Geoffrey Manne, Kristian Stout & Ben Sperry on Platform Regulation
RealClearMarkets – ICLE President Geoffrey Manne, Director of Innovation Policy Kristian Stout, and Associate Director of Legal Research Ben Sperry were cited in an op-ed in RealClearMarkets about finding a better balance between harms and liability in the context of Section 230. You can read full piece here.
In a thoughtful paper, Who Moderates the Moderators?; A Law & Economics Approach to Holding Online Platforms Accountable Without Destroying the Internet, Geoffrey Manne, Kristian Stout, and Ben Perry reject the major platforms’ repeated assertion that any lessening of their Section 230 immunity necessarily will radically alter their present business models, or “destroy the Internet.” As they put it: “Counting the cost of defending meritorious lawsuits as an avoidable and unfortunate expense is tantamount to wishing away our civil-justice system. That is unlikely to be a defensible position in any regard, but it is certainly not defensible solely in the context of online platforms.” As they say: “The current Section 230 doesn’t just reduce the liability risk of intermediaries for user-generated content; it removes it virtually entirely.”
Messrs. Manne, Stout, and Perry, in a way that builds on similar work by media and copyright lawyer Neil Fried, employ a “law and economics” cost-benefit approach in supporting adoption of a negligence-like rule based on a “reasonableness” standard of care.
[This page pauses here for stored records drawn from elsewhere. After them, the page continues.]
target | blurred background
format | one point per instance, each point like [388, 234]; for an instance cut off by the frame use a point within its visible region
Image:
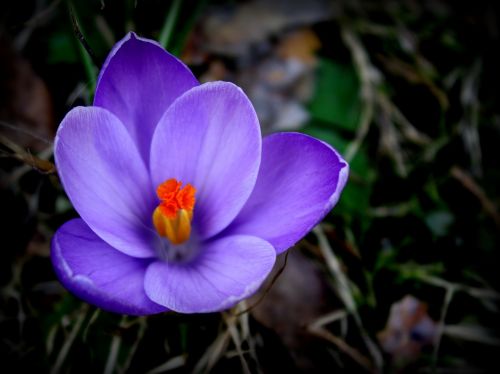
[400, 276]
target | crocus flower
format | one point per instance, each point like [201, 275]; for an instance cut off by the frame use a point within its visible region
[183, 205]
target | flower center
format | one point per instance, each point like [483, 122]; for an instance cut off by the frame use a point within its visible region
[172, 217]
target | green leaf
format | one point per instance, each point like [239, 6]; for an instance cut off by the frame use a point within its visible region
[336, 98]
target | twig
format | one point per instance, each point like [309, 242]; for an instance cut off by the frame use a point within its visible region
[268, 288]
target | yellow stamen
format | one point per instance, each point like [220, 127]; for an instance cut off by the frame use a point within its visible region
[172, 218]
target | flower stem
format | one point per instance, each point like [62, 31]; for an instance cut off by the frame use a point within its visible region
[168, 26]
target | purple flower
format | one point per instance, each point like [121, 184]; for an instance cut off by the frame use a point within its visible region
[183, 206]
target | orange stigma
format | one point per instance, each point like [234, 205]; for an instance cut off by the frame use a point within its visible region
[172, 218]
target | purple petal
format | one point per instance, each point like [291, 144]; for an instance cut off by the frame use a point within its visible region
[138, 82]
[225, 271]
[106, 179]
[210, 138]
[98, 273]
[300, 180]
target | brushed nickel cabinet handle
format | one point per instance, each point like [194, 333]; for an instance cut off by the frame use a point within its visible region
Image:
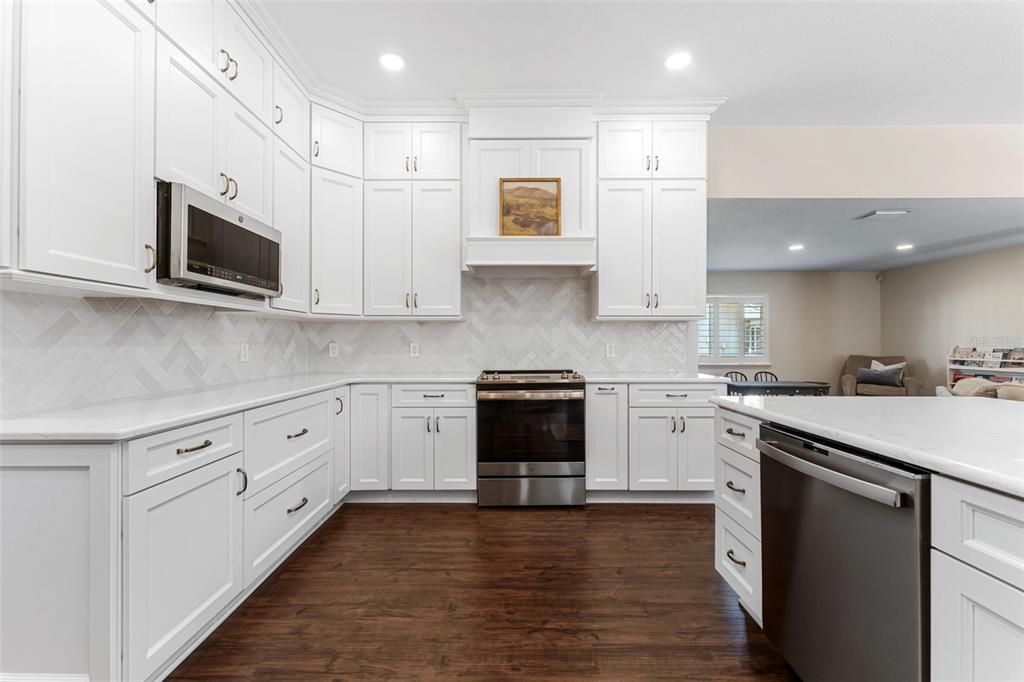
[195, 449]
[732, 486]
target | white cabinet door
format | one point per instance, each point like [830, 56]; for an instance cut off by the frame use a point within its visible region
[679, 274]
[680, 150]
[291, 217]
[190, 107]
[250, 73]
[653, 449]
[87, 140]
[436, 151]
[436, 248]
[624, 148]
[337, 141]
[977, 624]
[183, 560]
[249, 163]
[387, 229]
[412, 449]
[607, 437]
[624, 248]
[455, 449]
[388, 151]
[570, 160]
[696, 449]
[370, 437]
[197, 27]
[336, 258]
[488, 162]
[291, 112]
[341, 465]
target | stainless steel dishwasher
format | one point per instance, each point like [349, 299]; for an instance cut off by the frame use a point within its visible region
[845, 553]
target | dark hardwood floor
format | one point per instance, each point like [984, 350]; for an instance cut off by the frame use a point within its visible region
[452, 591]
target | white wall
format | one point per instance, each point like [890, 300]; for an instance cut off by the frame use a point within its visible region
[815, 320]
[974, 300]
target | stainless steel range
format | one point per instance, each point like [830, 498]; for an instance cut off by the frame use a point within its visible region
[530, 438]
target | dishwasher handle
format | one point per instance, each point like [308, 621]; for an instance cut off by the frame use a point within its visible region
[872, 492]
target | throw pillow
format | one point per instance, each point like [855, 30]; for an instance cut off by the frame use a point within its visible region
[892, 377]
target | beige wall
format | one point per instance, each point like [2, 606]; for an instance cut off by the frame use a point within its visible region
[865, 161]
[974, 300]
[815, 320]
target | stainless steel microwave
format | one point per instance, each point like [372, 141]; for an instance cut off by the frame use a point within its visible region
[205, 244]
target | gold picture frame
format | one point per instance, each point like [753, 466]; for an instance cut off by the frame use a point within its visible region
[529, 206]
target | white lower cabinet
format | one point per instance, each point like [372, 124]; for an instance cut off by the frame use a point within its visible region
[433, 449]
[977, 624]
[183, 561]
[278, 517]
[370, 432]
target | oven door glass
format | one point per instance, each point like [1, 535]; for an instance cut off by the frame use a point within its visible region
[512, 430]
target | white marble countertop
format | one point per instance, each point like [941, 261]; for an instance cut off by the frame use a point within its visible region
[979, 440]
[121, 420]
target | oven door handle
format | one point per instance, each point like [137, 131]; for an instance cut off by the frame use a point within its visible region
[880, 494]
[529, 395]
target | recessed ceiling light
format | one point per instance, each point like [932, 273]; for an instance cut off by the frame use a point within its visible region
[883, 213]
[678, 60]
[392, 61]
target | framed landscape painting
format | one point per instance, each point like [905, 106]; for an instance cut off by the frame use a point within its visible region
[530, 206]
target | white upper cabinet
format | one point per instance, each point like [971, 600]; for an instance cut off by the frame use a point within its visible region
[197, 27]
[248, 67]
[679, 276]
[291, 217]
[412, 151]
[336, 257]
[436, 248]
[249, 164]
[87, 143]
[387, 230]
[190, 108]
[337, 141]
[624, 248]
[291, 112]
[659, 148]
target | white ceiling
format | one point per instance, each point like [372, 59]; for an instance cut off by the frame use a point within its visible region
[778, 62]
[755, 233]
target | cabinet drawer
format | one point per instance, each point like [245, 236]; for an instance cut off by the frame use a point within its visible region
[981, 527]
[152, 460]
[284, 436]
[279, 516]
[673, 395]
[737, 488]
[428, 395]
[737, 559]
[737, 432]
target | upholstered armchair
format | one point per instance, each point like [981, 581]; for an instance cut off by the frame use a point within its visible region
[848, 380]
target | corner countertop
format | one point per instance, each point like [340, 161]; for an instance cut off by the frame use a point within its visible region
[122, 420]
[979, 440]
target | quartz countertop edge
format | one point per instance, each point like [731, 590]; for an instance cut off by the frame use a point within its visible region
[132, 418]
[978, 440]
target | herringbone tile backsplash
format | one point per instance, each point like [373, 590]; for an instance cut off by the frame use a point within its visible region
[57, 351]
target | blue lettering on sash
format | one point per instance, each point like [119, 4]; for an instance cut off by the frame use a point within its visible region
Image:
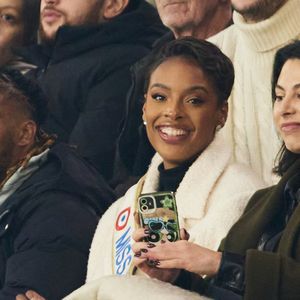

In their view, this would allow imposing some degree of intermediary liability on platforms, without opening the floodgates to unmeritorious litigation. They make clear that their proposal doesn’t contemplate suits against the platforms for the underlying illegal or tortious conduct of users, but rather requires that the platforms take “reasonable steps to curb such conduct.” Significantly, they highlight an exception to the general reasonableness rule for so-called communications torts like libel. Like offline publishers subject to the judge-made liability rule in New York Times v. Sullivan, online providers would not be liable for communications torts arising out of user-generated posts unless they knew, or should have known, the content was defamatory.
I’m not convinced the recommendations in the Who Moderates the Moderators paper, with its caveats, go far enough in the reform direction. But they are a good starting point for considering, aside from whatever the Supreme Court might do in Gonzalez, a proper framework for meaningfully reducing the platforms’ current immunity to make them more accountable for their moderation actions.